The Poisoner’s Handbook: A Belated Review

It is possible you have already read Deborah Blum’s The Poisoner’s Handbook. I was late to the game when I first picked it up and I have been reading it on and off for several years.*

For those of you who haven’t read it, the book’s sub-title says it all: Murder and the Birth of Forensic Medicine in Jazz Age New York. In the early twentieth century, poison was readily available and largely uncontrolled. Industrial chemists had created new poisons and introduced old-poisons into readily available household products in the name of progress. Carbon monoxide poured into the air from that emblem of modernity, the automobile, and from “illumination gas” leaks in the home. With the introduction of Prohibition, wood alcohol and other toxins found its way into drinking flasks and cocktail glasses. Chemists had found ways to create new compounds, but had not yet developed ways to detect their affects on the human body. Poison became the murder’s weapon of choice. Blum tells the story of how medical examiner Charles Norris and toxicologist Alexander Gettler–as dynamic a duo as you could wish, without the capes–created the new discipline of forensic science, one poison at a time.

Blum organizes the book around individual poisons and the cases that developed around them.*** The result is a intricate combination of clearly told science and page-turning mysteries, set against the backdrop of rapid social change in the Jazz Age. It is fast-paced, smart, and gripping: Bones meets F. Scott Fitzgerald.

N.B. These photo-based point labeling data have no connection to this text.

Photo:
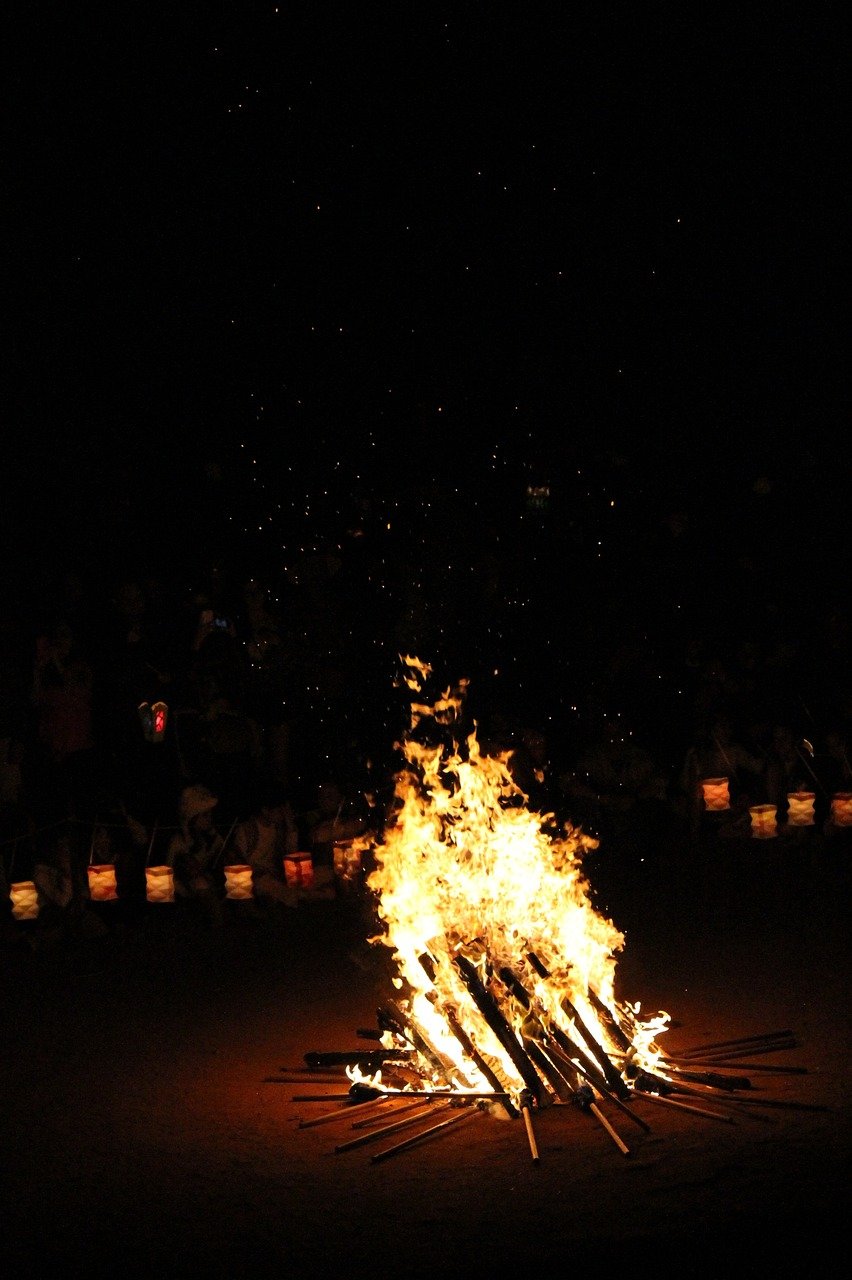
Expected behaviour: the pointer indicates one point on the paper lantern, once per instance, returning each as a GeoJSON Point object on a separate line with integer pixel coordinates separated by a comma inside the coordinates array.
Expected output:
{"type": "Point", "coordinates": [298, 869]}
{"type": "Point", "coordinates": [159, 883]}
{"type": "Point", "coordinates": [154, 720]}
{"type": "Point", "coordinates": [715, 792]}
{"type": "Point", "coordinates": [764, 821]}
{"type": "Point", "coordinates": [347, 859]}
{"type": "Point", "coordinates": [101, 882]}
{"type": "Point", "coordinates": [24, 900]}
{"type": "Point", "coordinates": [842, 808]}
{"type": "Point", "coordinates": [800, 808]}
{"type": "Point", "coordinates": [238, 882]}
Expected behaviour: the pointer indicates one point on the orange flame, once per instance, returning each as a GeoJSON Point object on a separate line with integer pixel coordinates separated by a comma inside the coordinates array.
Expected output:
{"type": "Point", "coordinates": [465, 868]}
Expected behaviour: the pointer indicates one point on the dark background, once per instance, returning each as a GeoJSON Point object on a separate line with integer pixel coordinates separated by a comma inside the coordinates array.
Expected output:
{"type": "Point", "coordinates": [284, 278]}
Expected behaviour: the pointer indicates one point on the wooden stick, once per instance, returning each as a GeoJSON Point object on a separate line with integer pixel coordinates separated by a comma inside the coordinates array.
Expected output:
{"type": "Point", "coordinates": [742, 1040]}
{"type": "Point", "coordinates": [375, 1134]}
{"type": "Point", "coordinates": [526, 1109]}
{"type": "Point", "coordinates": [340, 1114]}
{"type": "Point", "coordinates": [465, 1114]}
{"type": "Point", "coordinates": [505, 1036]}
{"type": "Point", "coordinates": [397, 1110]}
{"type": "Point", "coordinates": [601, 1119]}
{"type": "Point", "coordinates": [687, 1106]}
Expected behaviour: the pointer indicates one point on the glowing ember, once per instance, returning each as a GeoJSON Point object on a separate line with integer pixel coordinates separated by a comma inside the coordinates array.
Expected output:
{"type": "Point", "coordinates": [491, 926]}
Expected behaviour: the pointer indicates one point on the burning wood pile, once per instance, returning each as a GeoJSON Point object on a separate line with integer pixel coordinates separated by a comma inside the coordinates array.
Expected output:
{"type": "Point", "coordinates": [504, 970]}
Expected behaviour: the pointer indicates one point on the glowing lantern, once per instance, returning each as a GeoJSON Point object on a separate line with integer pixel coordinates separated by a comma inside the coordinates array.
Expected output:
{"type": "Point", "coordinates": [764, 823]}
{"type": "Point", "coordinates": [154, 718]}
{"type": "Point", "coordinates": [101, 882]}
{"type": "Point", "coordinates": [238, 882]}
{"type": "Point", "coordinates": [842, 808]}
{"type": "Point", "coordinates": [800, 808]}
{"type": "Point", "coordinates": [159, 883]}
{"type": "Point", "coordinates": [24, 900]}
{"type": "Point", "coordinates": [347, 859]}
{"type": "Point", "coordinates": [715, 794]}
{"type": "Point", "coordinates": [298, 869]}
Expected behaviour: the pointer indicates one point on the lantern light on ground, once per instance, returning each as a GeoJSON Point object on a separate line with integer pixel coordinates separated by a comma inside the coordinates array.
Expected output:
{"type": "Point", "coordinates": [764, 821]}
{"type": "Point", "coordinates": [24, 900]}
{"type": "Point", "coordinates": [101, 882]}
{"type": "Point", "coordinates": [154, 718]}
{"type": "Point", "coordinates": [159, 883]}
{"type": "Point", "coordinates": [238, 882]}
{"type": "Point", "coordinates": [298, 869]}
{"type": "Point", "coordinates": [715, 794]}
{"type": "Point", "coordinates": [842, 808]}
{"type": "Point", "coordinates": [800, 808]}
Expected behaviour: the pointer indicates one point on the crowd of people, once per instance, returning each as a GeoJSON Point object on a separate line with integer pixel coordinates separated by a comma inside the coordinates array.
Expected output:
{"type": "Point", "coordinates": [268, 745]}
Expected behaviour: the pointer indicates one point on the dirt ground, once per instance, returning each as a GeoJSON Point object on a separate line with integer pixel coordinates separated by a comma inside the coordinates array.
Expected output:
{"type": "Point", "coordinates": [147, 1129]}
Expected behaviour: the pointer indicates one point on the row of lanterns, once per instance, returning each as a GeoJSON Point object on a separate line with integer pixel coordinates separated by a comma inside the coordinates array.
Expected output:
{"type": "Point", "coordinates": [764, 817]}
{"type": "Point", "coordinates": [102, 887]}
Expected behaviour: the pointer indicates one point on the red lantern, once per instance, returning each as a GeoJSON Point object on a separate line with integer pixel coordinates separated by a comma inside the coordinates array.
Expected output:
{"type": "Point", "coordinates": [154, 718]}
{"type": "Point", "coordinates": [298, 869]}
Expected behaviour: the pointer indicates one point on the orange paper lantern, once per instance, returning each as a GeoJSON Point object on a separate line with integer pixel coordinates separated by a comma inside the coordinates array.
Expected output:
{"type": "Point", "coordinates": [24, 900]}
{"type": "Point", "coordinates": [842, 808]}
{"type": "Point", "coordinates": [101, 882]}
{"type": "Point", "coordinates": [764, 821]}
{"type": "Point", "coordinates": [238, 882]}
{"type": "Point", "coordinates": [347, 859]}
{"type": "Point", "coordinates": [159, 883]}
{"type": "Point", "coordinates": [800, 808]}
{"type": "Point", "coordinates": [715, 794]}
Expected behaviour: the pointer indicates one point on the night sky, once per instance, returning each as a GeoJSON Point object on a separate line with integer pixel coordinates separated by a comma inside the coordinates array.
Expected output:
{"type": "Point", "coordinates": [280, 272]}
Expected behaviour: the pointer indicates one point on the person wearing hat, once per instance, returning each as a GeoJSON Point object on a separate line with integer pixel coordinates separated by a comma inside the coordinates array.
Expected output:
{"type": "Point", "coordinates": [195, 853]}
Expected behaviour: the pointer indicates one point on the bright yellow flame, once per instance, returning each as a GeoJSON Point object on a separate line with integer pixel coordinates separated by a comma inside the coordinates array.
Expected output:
{"type": "Point", "coordinates": [466, 869]}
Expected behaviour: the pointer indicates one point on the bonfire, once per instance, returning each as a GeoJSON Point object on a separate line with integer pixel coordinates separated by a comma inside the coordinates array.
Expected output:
{"type": "Point", "coordinates": [504, 970]}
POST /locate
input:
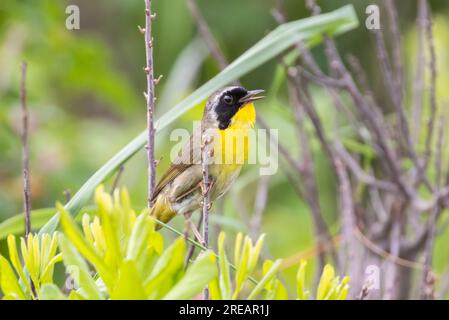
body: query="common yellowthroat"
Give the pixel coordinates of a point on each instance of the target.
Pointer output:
(228, 113)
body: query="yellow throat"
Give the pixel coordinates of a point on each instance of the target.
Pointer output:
(234, 140)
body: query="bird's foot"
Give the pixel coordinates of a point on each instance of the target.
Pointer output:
(191, 226)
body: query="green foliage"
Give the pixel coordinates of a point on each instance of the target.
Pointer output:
(117, 254)
(24, 278)
(238, 284)
(309, 30)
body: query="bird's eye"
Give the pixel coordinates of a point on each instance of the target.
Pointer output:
(228, 99)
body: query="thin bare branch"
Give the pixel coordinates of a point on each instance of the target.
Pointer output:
(150, 99)
(260, 203)
(418, 83)
(117, 178)
(205, 186)
(25, 151)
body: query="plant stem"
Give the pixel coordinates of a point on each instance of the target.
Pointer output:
(150, 97)
(25, 152)
(206, 195)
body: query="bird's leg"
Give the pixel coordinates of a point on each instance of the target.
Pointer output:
(191, 226)
(204, 191)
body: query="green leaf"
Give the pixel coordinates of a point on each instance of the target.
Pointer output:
(325, 285)
(225, 276)
(15, 260)
(16, 224)
(268, 276)
(50, 291)
(308, 30)
(79, 270)
(171, 261)
(198, 275)
(129, 285)
(8, 281)
(85, 248)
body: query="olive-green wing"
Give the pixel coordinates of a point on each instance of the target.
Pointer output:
(189, 155)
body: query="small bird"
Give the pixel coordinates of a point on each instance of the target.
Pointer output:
(228, 116)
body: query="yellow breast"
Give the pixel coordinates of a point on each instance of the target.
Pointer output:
(233, 143)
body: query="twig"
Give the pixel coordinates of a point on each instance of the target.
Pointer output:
(150, 98)
(306, 170)
(396, 45)
(353, 256)
(25, 152)
(117, 178)
(192, 247)
(361, 175)
(67, 194)
(260, 203)
(26, 162)
(433, 76)
(205, 154)
(418, 83)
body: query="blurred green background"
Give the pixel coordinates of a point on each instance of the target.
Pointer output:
(85, 97)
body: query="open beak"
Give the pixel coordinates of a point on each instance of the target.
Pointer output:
(252, 96)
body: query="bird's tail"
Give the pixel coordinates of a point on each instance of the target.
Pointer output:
(162, 211)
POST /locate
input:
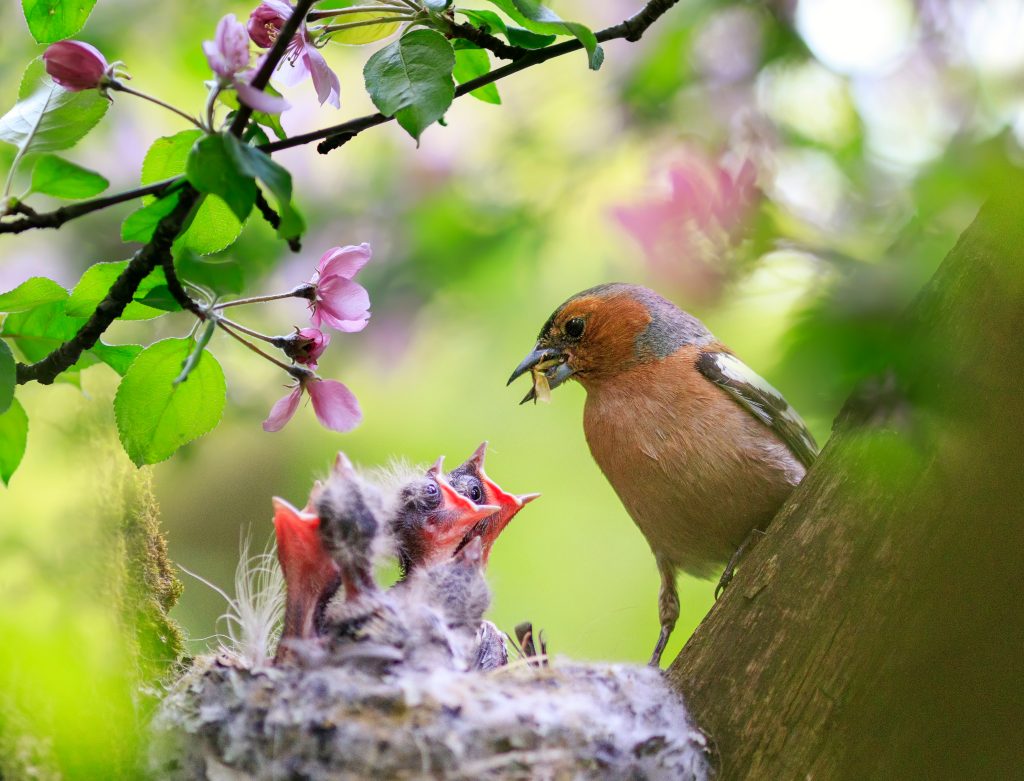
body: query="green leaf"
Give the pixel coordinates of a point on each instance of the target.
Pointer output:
(161, 298)
(60, 178)
(214, 226)
(117, 356)
(32, 293)
(48, 118)
(411, 79)
(8, 376)
(140, 224)
(220, 276)
(230, 99)
(51, 20)
(155, 417)
(95, 284)
(517, 36)
(13, 436)
(38, 332)
(211, 169)
(254, 163)
(470, 62)
(540, 18)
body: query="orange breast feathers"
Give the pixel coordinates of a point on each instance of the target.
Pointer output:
(694, 470)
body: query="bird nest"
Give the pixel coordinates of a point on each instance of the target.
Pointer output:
(411, 681)
(345, 720)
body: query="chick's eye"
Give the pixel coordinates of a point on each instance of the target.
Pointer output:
(573, 329)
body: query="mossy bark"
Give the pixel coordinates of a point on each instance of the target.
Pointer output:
(877, 631)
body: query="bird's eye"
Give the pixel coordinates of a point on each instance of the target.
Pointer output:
(573, 329)
(475, 493)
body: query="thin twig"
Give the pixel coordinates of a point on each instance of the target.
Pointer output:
(58, 217)
(485, 41)
(276, 53)
(227, 330)
(630, 30)
(336, 135)
(153, 254)
(382, 8)
(364, 23)
(121, 293)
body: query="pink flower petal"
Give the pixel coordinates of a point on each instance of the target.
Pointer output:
(341, 304)
(283, 410)
(293, 69)
(325, 80)
(260, 100)
(336, 406)
(344, 261)
(227, 53)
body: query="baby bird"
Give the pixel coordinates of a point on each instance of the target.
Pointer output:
(311, 576)
(699, 448)
(471, 481)
(423, 519)
(432, 520)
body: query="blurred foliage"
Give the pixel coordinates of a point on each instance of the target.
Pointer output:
(867, 170)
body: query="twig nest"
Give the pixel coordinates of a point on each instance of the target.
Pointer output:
(568, 721)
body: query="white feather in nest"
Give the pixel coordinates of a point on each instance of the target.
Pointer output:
(254, 615)
(396, 694)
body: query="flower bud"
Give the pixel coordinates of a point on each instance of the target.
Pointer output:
(266, 20)
(306, 346)
(75, 64)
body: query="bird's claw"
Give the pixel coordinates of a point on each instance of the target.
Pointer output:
(723, 581)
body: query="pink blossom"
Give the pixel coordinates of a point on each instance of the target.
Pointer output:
(75, 64)
(335, 405)
(339, 302)
(306, 345)
(227, 54)
(303, 58)
(690, 235)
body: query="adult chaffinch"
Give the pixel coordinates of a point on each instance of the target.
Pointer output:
(699, 448)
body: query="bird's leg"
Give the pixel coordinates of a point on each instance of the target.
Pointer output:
(668, 609)
(726, 577)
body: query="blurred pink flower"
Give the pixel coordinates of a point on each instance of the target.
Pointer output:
(75, 64)
(227, 54)
(306, 345)
(303, 58)
(335, 405)
(339, 302)
(689, 236)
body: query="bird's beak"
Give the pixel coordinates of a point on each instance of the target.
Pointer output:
(508, 502)
(469, 511)
(551, 360)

*Paradoxically, I kept putting it down because it was so good. I wanted to read it it the way I drink cold water on a hot day, draining half the glass at once. Unfortunately life didn’t allow that kind of reading. For years there was always a book I needed to read for a Shelf Awareness for Readers review, or a stack of material to read for the latest book I was writing.** Having written this out, I realize this is the silliest reason to not finish a book that I have ever heard. I am tempted to erase it and just write the review. But instead I will leave it in as a Public Service Announcement to readers. Saving books for the perfect reading opportunity makes no sense.

**It’s hard to belief, but Women Warriors will be my eighth (8th!!!) book in a little over ten years. It’s amazing I have time to read anything.

***I originally picked up the book because fellow author and historian Holly Tucker recommended it as a primer in how to structure a complicated story.